The commitment by them to bourgeois democracy is ironic given the decay of this form. At the beginning of March ‘The Economist’ had a six page essay and a front page that asked “What’s gone wrong with democracy”.
It noted – “Nor is the EU a paragon of democracy. The decision to introduce the euro in 1999 was taken largely by technocrats; only two countries, Denmark and Sweden, held referendums on the matter (both said no). Efforts to win popular approval for the Lisbon Treaty, which consolidated power in Brussels, were abandoned when people started voting the wrong way. During the darkest days of the euro crisis the euro-elite forced Italy and Greece to replace democratically elected leaders with technocrats. The European Parliament, an unsuccessful attempt to fix Europe’s democratic deficit, is both ignored and despised.”
“Adjusting to hard times will be made even more difficult by a growing cynicism towards politics. Party membership is declining across the developed world: only 1% of Britons are now members of political parties compared with 20% in 1950. Voter turnout is falling, too: a study of 49 democracies found that it had declined by 10 percentage points between 1980-84 and 2007-13. A survey of seven European countries in 2012 found that more than half of voters “had no trust in government” whatsoever. A YouGov opinion poll of British voters in the same year found that 62% of those polled agreed that “politicians tell lies all the time”.
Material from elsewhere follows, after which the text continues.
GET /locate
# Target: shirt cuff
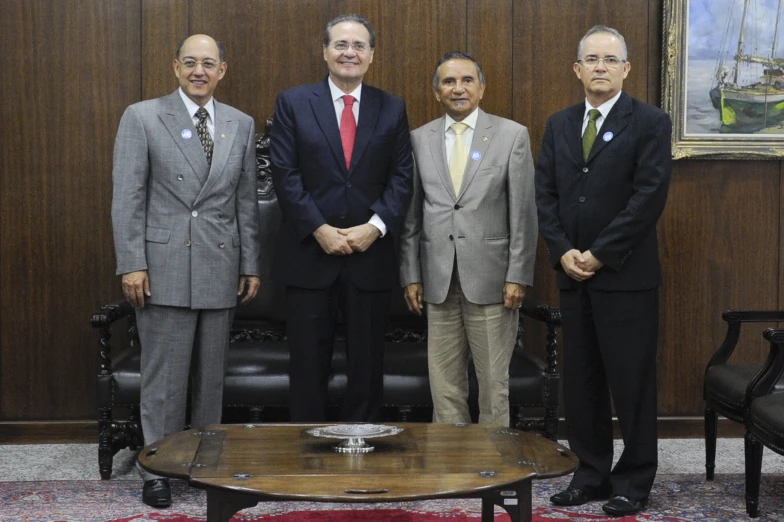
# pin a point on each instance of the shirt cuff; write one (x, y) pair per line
(379, 224)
All this reflects the supplicant position which reliance on the state places workers and the failure of the state to respond to popular opinion. It reflects the legacy of the parties supported by workers who have embraced bourgeois democracy very much in the way proposed as much as it reflects the cynicism of other classes.
Mendel-Gleason and O’Brien are aware of the dangers of integration into the existing political-economic system, of a tendency towards conservatism and dangers of bureaucracy but their strategy of attrition and its reliance on the state and representation as opposed to direct participation all feed these problems.
This approach teaches passivity, that someone else has responsibility for political activity and leadership. That power lies in a machine (the state) that exists outside your own competence and capability. That your own activity is primarily to engage in voting for someone else to press forward your interests and that your own productive activity is not directly something that you should seek to control.
All this can be said of the existing capitalist state and its bourgeois politicians. What Mendel-Gleason and O’Brien see as important – the state and electoralism – does not go beyond this.
Their confused perspective leads to incoherence and what is generally well considered in their argument succeeds only in accurately enumerating problems.
Mendel-Gleason and O’Brien are correct when they say that we need to convince workers “that they have to do great things for the socialist organisation, that the future itself depends on us all playing our role in that great collective project, outside of which there is no salvation.”
My argument has been that their conception of this great collective project is mistaken and that within it there is no road to salvation.